Rhadinoloricaria macromystax
- Conservation status: Data Deficient (IUCN 3.1)

Scientific classification
- Kingdom: Animalia
- Phylum: Chordata
- Class: Actinopterygii
- Order: Siluriformes
- Family: Loricariidae
- Genus: Rhadinoloricaria
- Species: R. macromystax
- Binomial name: Rhadinoloricaria macromystax (Günther, 1869)
- Synonyms: Loricaria macromystax Günther, 1869

= Rhadinoloricaria macromystax =

- Authority: (Günther, 1869)
- Conservation status: DD
- Synonyms: Loricaria macromystax Günther, 1869

Species of fish

Rhadinoloricaria macromystax is a species of freshwater ray-finned fish belonging to the family Loricariidae, the suckermouth armored catfishes, and the subfamily Loricariinae, the mailed catfishes.

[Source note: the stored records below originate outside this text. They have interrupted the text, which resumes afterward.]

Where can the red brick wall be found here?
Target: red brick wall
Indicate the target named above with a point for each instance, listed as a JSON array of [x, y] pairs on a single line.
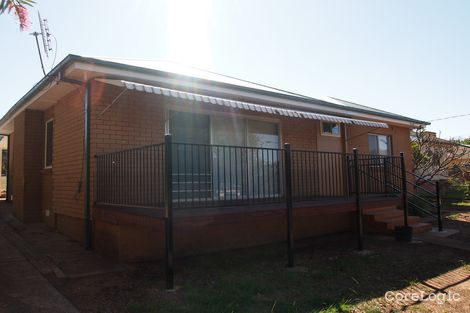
[[47, 177], [28, 148], [401, 142], [67, 168]]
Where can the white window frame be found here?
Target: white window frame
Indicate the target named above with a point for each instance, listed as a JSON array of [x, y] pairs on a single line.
[[45, 143], [330, 134], [389, 143]]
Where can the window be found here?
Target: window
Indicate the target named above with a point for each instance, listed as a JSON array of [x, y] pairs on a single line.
[[330, 129], [4, 162], [48, 144], [379, 145]]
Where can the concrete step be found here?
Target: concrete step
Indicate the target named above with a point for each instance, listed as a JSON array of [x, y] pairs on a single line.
[[381, 215], [391, 223], [421, 228], [379, 209]]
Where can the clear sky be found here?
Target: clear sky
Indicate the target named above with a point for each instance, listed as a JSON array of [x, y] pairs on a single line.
[[407, 57]]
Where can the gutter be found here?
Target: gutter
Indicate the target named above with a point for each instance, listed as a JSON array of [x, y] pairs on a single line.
[[57, 72], [300, 98]]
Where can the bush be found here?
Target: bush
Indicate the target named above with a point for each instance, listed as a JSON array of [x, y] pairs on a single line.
[[457, 190]]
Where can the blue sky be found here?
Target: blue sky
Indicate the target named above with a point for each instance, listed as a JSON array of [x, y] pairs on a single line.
[[407, 57]]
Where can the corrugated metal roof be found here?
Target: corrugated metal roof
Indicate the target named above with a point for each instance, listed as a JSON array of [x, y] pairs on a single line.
[[240, 105]]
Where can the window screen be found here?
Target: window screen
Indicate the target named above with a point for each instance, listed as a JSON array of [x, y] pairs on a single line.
[[379, 145], [48, 144], [330, 128]]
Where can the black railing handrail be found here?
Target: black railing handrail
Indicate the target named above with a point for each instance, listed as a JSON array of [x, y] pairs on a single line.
[[226, 146], [129, 149], [398, 194], [433, 194]]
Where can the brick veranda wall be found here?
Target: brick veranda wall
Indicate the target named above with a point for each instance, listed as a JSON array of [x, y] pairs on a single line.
[[134, 120]]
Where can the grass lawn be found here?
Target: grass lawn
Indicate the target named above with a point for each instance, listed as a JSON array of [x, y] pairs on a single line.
[[330, 277], [457, 216]]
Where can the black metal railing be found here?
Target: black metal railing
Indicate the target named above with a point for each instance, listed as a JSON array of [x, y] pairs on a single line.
[[317, 175], [132, 177], [217, 175], [378, 174]]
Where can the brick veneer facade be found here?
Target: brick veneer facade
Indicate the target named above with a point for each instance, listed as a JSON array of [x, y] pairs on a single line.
[[56, 195]]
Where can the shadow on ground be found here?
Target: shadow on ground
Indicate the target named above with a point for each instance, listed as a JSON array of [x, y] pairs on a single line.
[[330, 276]]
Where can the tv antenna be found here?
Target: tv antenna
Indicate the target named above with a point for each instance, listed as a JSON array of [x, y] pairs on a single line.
[[46, 40]]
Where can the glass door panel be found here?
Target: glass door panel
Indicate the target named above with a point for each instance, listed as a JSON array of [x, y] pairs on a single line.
[[263, 163], [192, 178]]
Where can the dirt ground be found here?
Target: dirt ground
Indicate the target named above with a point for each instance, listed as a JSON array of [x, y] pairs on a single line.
[[330, 276]]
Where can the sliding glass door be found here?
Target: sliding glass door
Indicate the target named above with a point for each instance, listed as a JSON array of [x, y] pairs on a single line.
[[192, 180], [224, 158]]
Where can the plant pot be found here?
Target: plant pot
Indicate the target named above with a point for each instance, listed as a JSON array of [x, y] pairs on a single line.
[[403, 233]]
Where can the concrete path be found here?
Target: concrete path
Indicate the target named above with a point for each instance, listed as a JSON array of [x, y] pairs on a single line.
[[22, 286], [33, 253], [442, 239]]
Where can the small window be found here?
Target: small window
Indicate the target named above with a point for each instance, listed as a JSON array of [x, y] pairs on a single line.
[[330, 129], [379, 145], [4, 162], [48, 144]]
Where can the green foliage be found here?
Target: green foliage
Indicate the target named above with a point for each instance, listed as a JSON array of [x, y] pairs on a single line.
[[457, 190], [465, 141], [7, 5]]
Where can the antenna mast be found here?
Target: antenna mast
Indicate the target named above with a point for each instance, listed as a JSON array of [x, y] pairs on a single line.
[[46, 40]]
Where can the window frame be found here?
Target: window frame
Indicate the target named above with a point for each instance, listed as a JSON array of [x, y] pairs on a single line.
[[323, 133], [5, 173], [49, 121], [389, 144]]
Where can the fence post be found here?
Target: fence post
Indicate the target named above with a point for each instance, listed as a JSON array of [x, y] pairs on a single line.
[[404, 191], [360, 245], [438, 199], [169, 273], [385, 175], [348, 176], [290, 217]]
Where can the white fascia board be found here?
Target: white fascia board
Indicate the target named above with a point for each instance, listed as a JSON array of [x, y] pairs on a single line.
[[27, 104], [217, 89]]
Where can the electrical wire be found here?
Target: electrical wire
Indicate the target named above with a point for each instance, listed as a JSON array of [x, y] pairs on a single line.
[[449, 117], [55, 51]]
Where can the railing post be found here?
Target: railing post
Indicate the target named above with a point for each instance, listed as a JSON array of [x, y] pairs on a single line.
[[169, 273], [290, 215], [438, 199], [360, 245], [385, 175], [348, 176], [404, 191]]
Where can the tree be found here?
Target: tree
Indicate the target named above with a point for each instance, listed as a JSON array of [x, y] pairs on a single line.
[[433, 156], [465, 141], [19, 8]]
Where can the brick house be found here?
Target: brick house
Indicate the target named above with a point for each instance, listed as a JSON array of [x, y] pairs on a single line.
[[88, 158]]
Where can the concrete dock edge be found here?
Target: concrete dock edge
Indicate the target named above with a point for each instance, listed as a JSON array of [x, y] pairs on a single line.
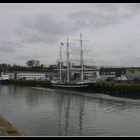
[[7, 129]]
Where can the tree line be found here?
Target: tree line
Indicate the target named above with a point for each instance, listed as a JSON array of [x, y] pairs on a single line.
[[31, 65]]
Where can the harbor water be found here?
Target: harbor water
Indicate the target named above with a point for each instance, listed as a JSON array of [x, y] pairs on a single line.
[[47, 112]]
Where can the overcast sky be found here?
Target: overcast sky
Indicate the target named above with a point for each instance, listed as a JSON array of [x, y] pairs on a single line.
[[34, 31]]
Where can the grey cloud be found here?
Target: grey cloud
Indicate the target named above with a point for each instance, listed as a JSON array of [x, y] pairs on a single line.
[[7, 47], [116, 51], [102, 15]]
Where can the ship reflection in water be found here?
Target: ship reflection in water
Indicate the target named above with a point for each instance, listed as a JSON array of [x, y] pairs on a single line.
[[47, 112]]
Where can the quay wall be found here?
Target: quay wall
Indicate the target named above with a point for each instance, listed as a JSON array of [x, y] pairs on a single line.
[[120, 88]]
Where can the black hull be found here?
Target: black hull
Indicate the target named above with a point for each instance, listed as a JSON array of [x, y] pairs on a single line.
[[4, 82], [74, 87]]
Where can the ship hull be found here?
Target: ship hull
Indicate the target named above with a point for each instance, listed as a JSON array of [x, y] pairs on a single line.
[[4, 82], [74, 87]]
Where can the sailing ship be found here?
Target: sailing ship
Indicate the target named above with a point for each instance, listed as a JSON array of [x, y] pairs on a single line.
[[4, 78], [80, 85]]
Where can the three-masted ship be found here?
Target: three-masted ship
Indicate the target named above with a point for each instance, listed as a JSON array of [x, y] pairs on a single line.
[[68, 84]]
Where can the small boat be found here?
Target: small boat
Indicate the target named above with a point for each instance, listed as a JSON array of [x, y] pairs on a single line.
[[4, 79]]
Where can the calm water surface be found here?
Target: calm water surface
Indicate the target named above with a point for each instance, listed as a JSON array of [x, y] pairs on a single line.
[[47, 112]]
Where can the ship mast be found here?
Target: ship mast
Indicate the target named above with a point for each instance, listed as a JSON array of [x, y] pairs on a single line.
[[81, 58], [68, 62], [61, 61]]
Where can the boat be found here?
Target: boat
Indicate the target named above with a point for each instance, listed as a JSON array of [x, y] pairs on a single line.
[[68, 84], [4, 79]]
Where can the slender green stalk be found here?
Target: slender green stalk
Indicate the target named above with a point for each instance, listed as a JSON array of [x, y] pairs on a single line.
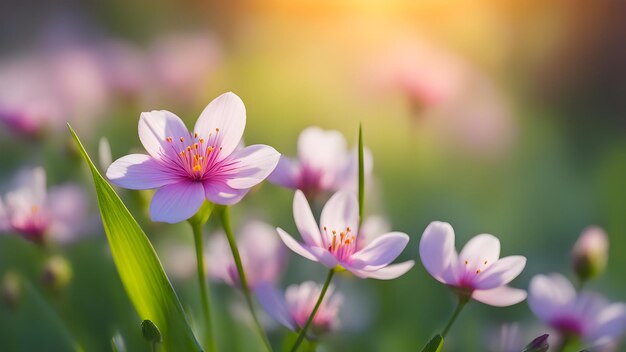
[[459, 307], [242, 276], [196, 226], [361, 177], [302, 334]]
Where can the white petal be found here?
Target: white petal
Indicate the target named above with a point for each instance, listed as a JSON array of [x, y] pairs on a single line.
[[437, 251], [502, 296]]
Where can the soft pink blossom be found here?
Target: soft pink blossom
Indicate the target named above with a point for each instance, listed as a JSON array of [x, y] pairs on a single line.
[[335, 242], [37, 215], [586, 315], [324, 164], [262, 255], [478, 271], [189, 167], [294, 307], [29, 103]]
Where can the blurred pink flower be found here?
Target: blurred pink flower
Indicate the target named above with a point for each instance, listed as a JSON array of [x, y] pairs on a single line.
[[324, 164], [188, 168], [38, 215], [29, 103], [335, 243], [262, 255], [125, 68], [181, 66], [477, 272], [590, 253], [294, 307], [450, 97], [586, 315]]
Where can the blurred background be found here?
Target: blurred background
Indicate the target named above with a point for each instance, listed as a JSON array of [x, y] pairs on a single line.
[[500, 117]]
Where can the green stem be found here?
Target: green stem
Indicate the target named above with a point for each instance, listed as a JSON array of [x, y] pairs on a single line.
[[361, 177], [302, 334], [242, 276], [196, 226], [459, 307]]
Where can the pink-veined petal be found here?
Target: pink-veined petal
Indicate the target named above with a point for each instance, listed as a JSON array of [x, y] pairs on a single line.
[[341, 211], [228, 114], [324, 256], [176, 202], [382, 251], [549, 295], [500, 273], [386, 273], [250, 165], [295, 246], [275, 305], [220, 193], [480, 248], [305, 222], [502, 296], [154, 128], [140, 171], [286, 173], [437, 251]]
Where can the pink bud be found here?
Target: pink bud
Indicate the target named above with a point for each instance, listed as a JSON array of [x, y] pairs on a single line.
[[590, 253]]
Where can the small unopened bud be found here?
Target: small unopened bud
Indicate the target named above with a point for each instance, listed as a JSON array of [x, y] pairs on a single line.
[[540, 344], [57, 273], [11, 289], [117, 343], [590, 253], [104, 153]]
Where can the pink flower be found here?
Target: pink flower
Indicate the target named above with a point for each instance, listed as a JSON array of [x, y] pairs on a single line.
[[37, 214], [29, 104], [478, 271], [293, 309], [324, 164], [262, 255], [188, 168], [335, 242], [586, 315]]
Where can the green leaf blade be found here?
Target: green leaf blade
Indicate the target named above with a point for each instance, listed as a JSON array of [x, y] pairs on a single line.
[[139, 267], [434, 345]]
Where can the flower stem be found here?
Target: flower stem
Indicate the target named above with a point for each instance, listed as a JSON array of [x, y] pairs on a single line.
[[242, 276], [459, 307], [202, 283], [302, 334]]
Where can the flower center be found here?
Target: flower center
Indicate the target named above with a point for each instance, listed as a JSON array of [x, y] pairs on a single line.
[[340, 243], [197, 155], [473, 268]]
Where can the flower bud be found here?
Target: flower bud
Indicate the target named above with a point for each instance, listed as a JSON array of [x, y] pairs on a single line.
[[590, 253], [57, 273], [11, 289], [540, 344]]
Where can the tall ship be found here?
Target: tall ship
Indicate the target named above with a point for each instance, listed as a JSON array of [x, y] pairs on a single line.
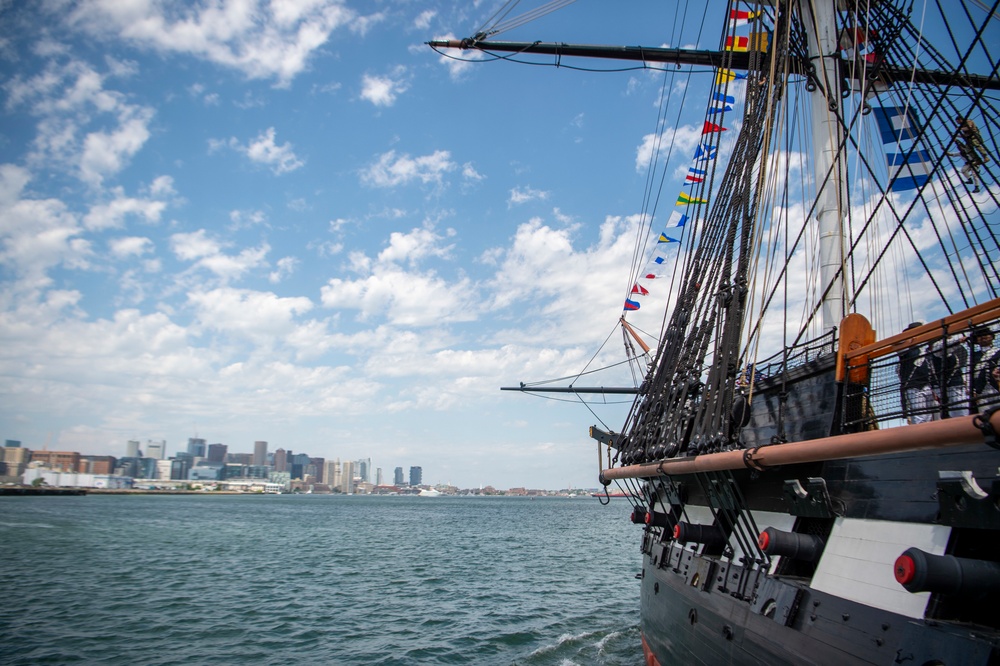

The genus was monotypic until 2020, when a new species, R. stewarti, was described.

Rhadinoloricaria macromystax is endemic to Peru where it occurs in the upper Amazon. It is known to occur over sandy substrates. The species reaches a standard length of 14.2 cm. This detrivorous, benthic species lives in white and clear water rivers with soft substrates made up of sand or lime.